Urteile zu künstlicher Befruchtung

Beantwortet werden sollte die Frage: Ist die Unfruchtbarkeit eines Ehepaares eine Krankheit? Sollte diese Frage bejaht werden, müssten dann die Krankenkassen die Kosten für eine künstliche Befruchtung, quasi zur Heilung dieser Krankheit, voll übernehmen? Keine einfache Aufgabe für die Richter am Bundesverfassungsgericht. Sie entschieden für ein eindeutiges Nein. Denn bei einer künstlichen Befruchtung gehe es nicht um die Heilung, sondern auf die Umgehung der Unfruchtbarkeit. Mit anderen Worten: die künstliche Befruchtung ist keine Heilmethode.

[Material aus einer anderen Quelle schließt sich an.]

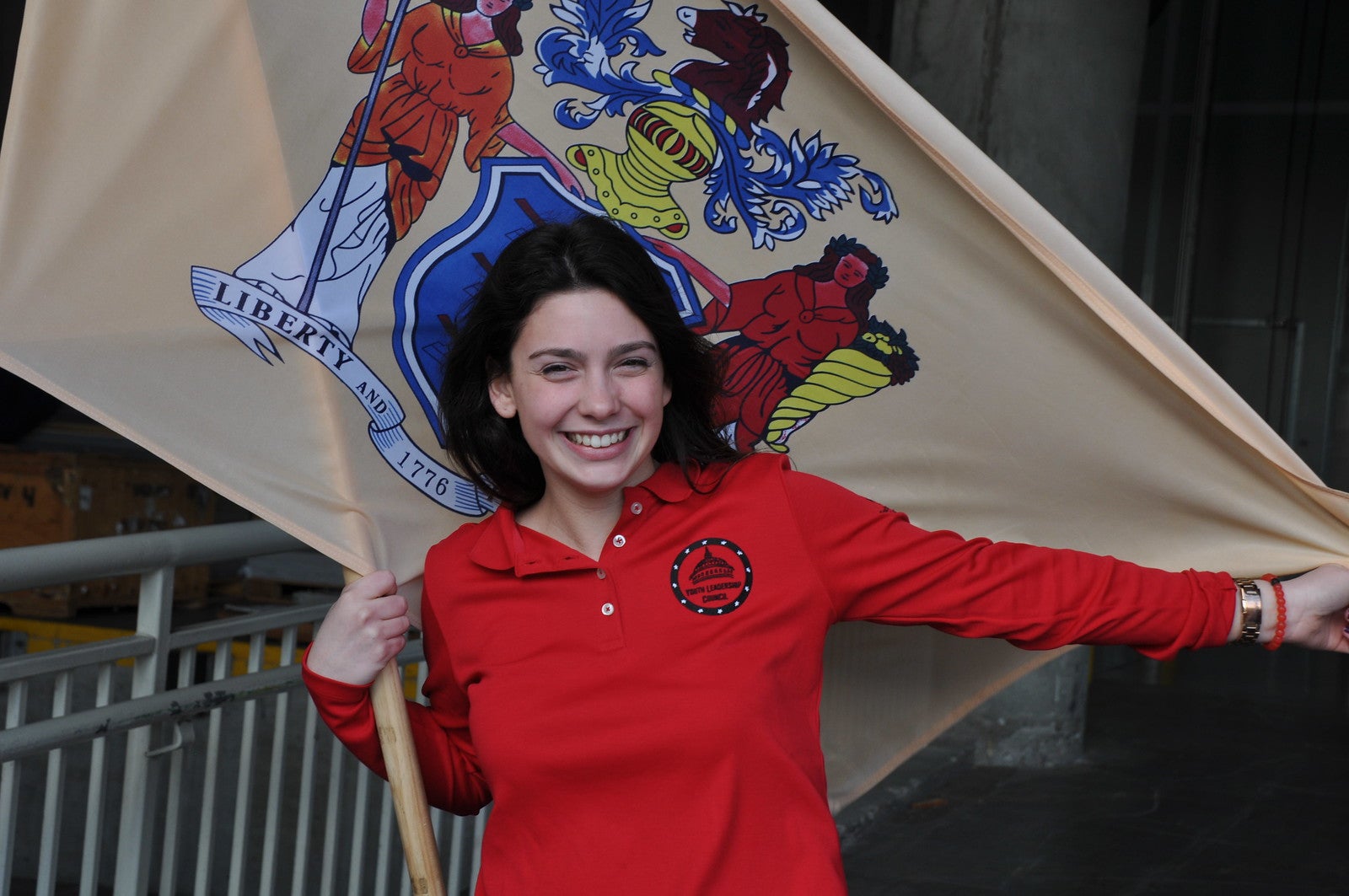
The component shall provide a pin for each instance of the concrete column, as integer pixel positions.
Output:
(1049, 89)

Bei dem vorliegenden Fall (AZ: 1 BvR 2982/07) ging es um die Klage eines Ehepaares, dass die komplette Kostenübernahme der künstlichen Befruchtung durch die Krankenkasse erreichen wollte. Die Verfassungsbeschwerde richtete sich gegen die seit dem 01. Januar 2004 geltenden Begrenzungen bei medizinischen Maßnahmen zur künstlichen Befruchtung auf einen Zuschuss von 50 % von den gesetzlichen Krankenkassen.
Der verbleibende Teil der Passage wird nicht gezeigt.